Used to prevent the model from generating certain specific words during the inference process. Commonly applied in safety control, content filtering, and behavioral constraints of the model.
Include the bad_words or bad_words_token_ids parameter in the request:
- Example request with curl:
curl -X POST "http://0.0.0.0:9222/v1/chat/completions" \
-H "Content-Type: application/json" \
-d '{
"messages": [
{"role": "user", "content": "How are you"}
],
"bad_words": [" well", " Today"]
}'Equal to
curl -X POST "http://0.0.0.0:9222/v1/chat/completions" \
-H "Content-Type: application/json" \
-d '{
"messages": [
{"role": "user", "content": "How are you"}
],
"bad_words_token_ids": [1622, 25062]
}'- Example request with Python:
import openai
host = "0.0.0.0"
port = "9222"
client = openai.Client(base_url=f"http://{host}:{port}/v1", api_key="null")
response = client.chat.completions.create(
model="null",
messages=[
{"role": "user", "content": "Hello, how are you?"},
],
extra_body={"bad_words": [" well", " Today"]},
stream=True,
)
for chunk in response:
if chunk.choices[0].delta:
print(chunk.choices[0].delta.content, end='')
print('\n')Equal to
import openai
host = "0.0.0.0"
port = "9222"
client = openai.Client(base_url=f"http://{host}:{port}/v1", api_key="null")

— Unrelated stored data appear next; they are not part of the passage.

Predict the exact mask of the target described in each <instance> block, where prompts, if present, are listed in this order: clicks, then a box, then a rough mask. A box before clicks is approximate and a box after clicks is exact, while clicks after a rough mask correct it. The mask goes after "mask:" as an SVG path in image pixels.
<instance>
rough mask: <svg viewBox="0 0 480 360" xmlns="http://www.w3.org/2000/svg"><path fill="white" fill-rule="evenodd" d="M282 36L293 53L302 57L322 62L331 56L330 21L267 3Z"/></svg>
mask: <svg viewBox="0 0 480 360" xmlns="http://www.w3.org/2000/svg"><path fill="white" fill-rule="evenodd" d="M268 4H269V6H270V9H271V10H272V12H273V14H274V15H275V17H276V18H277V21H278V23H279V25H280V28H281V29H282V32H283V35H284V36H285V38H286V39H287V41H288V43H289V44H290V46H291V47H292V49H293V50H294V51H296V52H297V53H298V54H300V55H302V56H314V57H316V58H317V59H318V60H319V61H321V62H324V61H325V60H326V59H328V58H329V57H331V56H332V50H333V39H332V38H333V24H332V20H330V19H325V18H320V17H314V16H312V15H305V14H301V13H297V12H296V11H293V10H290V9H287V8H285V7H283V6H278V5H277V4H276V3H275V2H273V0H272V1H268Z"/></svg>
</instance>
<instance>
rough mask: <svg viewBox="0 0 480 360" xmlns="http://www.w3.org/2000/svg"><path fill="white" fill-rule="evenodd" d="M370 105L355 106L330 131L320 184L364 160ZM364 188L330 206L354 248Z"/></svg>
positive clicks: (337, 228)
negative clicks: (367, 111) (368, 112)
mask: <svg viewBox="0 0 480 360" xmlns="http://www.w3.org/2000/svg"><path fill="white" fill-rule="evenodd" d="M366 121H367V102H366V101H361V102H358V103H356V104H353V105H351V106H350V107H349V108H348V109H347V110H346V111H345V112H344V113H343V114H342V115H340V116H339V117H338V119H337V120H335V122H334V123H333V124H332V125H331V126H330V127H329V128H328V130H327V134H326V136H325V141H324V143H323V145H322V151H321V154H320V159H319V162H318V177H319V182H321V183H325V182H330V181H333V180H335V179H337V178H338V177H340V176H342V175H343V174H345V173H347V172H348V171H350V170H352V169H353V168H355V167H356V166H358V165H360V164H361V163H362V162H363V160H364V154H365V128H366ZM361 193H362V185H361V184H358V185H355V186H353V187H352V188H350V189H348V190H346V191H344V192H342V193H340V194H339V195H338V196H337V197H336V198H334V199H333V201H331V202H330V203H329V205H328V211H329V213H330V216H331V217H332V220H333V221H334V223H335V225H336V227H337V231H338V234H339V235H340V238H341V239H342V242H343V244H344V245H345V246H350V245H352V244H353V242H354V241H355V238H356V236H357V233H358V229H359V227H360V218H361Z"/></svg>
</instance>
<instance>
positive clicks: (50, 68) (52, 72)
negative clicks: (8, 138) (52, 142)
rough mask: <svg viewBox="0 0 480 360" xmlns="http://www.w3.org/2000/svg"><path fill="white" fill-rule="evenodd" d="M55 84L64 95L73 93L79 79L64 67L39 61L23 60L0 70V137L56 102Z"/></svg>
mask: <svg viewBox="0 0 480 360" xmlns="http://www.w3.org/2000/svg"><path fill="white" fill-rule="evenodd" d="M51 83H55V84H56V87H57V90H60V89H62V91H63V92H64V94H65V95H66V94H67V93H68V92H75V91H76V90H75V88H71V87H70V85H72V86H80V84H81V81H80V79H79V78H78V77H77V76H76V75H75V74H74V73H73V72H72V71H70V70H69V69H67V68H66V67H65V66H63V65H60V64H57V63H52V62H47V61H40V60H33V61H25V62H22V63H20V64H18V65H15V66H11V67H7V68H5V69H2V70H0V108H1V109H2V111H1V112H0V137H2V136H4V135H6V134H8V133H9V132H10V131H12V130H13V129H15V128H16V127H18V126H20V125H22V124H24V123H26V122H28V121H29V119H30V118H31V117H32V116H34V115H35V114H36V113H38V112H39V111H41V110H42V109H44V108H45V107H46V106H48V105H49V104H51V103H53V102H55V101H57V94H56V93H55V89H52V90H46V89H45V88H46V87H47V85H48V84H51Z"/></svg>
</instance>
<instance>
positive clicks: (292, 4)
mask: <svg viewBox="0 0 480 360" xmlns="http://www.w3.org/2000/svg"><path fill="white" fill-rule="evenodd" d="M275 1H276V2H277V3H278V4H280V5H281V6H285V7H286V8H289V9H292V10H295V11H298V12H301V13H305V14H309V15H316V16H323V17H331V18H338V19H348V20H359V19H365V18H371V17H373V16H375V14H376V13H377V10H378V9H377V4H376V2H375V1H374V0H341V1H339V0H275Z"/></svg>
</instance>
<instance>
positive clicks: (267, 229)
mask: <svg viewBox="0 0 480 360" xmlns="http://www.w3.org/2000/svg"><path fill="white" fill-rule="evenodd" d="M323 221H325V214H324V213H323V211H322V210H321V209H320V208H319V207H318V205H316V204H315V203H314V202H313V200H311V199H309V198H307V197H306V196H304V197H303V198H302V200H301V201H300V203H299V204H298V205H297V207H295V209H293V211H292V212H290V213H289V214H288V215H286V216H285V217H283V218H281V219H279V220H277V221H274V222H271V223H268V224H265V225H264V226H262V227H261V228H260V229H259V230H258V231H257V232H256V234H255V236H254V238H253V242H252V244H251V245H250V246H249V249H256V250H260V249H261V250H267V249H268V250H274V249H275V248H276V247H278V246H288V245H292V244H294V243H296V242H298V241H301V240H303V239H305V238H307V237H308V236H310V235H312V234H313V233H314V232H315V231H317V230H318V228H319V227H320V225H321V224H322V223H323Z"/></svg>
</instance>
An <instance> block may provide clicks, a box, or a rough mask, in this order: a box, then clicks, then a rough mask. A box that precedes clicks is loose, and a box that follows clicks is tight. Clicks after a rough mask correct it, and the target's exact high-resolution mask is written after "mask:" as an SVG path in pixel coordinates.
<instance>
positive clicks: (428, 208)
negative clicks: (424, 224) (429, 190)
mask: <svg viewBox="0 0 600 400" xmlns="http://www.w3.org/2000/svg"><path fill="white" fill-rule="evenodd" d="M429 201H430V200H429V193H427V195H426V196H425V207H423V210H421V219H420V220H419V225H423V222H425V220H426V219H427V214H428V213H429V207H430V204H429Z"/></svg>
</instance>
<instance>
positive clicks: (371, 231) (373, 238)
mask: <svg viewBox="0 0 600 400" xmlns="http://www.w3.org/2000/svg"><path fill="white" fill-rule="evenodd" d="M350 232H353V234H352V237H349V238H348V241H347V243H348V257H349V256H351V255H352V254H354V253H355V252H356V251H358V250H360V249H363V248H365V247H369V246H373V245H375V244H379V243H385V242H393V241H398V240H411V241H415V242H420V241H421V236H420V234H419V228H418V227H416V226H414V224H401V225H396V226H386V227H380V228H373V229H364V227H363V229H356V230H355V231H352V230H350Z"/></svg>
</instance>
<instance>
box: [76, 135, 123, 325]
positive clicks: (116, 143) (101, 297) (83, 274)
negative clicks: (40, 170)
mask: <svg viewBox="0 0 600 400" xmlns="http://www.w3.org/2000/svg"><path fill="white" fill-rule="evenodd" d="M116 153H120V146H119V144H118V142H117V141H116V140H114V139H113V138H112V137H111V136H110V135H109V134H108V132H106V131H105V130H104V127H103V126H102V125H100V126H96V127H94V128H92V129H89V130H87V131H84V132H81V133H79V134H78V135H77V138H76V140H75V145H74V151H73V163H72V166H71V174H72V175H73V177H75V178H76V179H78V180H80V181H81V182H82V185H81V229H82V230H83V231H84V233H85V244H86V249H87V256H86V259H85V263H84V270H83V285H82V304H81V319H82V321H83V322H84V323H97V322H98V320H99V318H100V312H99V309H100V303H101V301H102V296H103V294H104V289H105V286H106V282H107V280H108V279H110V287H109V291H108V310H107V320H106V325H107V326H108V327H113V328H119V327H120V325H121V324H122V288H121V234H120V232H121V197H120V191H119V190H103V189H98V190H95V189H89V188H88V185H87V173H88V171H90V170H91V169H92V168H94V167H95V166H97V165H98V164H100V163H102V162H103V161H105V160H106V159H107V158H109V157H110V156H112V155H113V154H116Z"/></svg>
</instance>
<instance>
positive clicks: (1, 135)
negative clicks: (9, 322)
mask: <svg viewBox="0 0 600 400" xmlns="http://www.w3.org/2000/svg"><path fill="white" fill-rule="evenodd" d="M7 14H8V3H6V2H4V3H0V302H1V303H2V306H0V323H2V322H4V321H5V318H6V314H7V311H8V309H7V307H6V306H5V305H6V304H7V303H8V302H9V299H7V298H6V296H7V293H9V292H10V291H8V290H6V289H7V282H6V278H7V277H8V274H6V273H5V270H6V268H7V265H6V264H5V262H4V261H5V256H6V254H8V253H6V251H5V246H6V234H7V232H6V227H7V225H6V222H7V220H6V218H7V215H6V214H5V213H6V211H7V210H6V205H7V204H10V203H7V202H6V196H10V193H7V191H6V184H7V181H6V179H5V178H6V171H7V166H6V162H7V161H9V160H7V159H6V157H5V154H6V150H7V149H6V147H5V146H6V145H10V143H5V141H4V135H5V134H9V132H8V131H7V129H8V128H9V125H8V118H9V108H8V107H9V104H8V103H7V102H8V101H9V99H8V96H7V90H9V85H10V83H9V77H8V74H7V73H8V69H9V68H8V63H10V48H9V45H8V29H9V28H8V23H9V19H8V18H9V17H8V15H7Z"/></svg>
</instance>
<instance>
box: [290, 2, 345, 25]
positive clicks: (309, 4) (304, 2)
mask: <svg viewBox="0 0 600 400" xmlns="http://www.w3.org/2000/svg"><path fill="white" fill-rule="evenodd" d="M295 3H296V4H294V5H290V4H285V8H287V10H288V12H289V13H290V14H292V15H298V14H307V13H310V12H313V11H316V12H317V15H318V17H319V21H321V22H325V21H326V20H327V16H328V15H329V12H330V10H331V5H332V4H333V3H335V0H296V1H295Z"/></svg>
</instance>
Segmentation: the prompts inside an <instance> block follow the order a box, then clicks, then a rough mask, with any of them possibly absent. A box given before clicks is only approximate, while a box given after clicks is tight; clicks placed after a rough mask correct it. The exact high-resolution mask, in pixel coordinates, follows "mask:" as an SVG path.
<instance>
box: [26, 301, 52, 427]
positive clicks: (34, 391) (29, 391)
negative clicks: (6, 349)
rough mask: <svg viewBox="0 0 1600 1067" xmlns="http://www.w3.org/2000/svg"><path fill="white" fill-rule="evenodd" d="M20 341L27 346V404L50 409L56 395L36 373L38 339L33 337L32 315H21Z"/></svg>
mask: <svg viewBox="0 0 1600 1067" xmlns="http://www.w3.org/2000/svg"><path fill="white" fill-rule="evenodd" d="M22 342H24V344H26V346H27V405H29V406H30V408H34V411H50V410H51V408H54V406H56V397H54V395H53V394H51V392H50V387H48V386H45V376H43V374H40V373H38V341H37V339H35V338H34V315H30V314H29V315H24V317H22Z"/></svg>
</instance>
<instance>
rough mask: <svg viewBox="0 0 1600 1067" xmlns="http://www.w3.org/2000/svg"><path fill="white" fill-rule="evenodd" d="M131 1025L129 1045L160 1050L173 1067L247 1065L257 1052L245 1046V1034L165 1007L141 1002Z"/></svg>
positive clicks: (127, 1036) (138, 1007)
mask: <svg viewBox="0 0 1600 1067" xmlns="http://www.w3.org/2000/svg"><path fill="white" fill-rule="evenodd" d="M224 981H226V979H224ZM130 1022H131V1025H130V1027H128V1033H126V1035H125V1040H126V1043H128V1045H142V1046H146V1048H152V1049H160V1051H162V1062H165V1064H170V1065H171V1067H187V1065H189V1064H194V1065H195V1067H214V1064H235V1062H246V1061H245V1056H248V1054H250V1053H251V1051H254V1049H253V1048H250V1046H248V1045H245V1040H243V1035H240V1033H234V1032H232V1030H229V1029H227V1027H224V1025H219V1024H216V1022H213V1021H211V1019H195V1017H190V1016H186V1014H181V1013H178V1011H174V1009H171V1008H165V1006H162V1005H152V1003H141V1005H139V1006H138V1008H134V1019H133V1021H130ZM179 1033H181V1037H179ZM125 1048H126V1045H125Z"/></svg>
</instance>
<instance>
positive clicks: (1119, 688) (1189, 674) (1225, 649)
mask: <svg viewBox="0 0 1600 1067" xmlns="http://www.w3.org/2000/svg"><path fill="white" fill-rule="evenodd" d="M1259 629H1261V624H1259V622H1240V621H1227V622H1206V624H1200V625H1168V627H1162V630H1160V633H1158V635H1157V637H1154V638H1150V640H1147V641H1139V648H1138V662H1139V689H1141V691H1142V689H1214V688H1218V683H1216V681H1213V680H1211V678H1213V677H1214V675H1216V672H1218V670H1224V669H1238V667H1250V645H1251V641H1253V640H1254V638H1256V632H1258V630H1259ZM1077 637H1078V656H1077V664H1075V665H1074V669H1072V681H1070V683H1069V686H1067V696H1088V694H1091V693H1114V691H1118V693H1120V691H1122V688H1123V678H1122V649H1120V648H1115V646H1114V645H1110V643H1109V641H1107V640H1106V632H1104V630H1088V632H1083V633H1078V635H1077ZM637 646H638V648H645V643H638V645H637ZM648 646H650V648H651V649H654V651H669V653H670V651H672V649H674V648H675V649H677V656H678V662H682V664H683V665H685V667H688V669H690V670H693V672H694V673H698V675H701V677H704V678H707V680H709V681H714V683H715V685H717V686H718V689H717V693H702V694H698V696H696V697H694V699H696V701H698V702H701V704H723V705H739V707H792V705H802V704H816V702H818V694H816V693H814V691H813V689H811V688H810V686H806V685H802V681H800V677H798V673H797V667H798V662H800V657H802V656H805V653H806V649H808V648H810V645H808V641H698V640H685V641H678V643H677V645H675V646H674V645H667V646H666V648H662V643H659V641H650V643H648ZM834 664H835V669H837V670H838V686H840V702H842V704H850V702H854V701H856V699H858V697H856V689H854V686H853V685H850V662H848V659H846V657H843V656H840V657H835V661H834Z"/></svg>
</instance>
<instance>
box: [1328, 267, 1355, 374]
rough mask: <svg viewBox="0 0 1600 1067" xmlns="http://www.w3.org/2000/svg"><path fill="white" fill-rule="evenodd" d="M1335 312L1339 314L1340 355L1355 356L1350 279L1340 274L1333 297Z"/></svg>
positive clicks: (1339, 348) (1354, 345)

response = client.chat.completions.create(
model="null",
messages=[
{"role": "user", "content": "Hello, how are you?"},
],
extra_body={"bad_words_token_ids": [1622, 25062]},
stream=True,
)
for chunk in response:
if chunk.choices[0].delta:
print(chunk.choices[0].delta.content, end='')
print('\n')bad_words: List of forbidden words. Type: list of str. Each word must be a single token.
bad_words_token_ids: List of forbidden token ids. Type: list of int.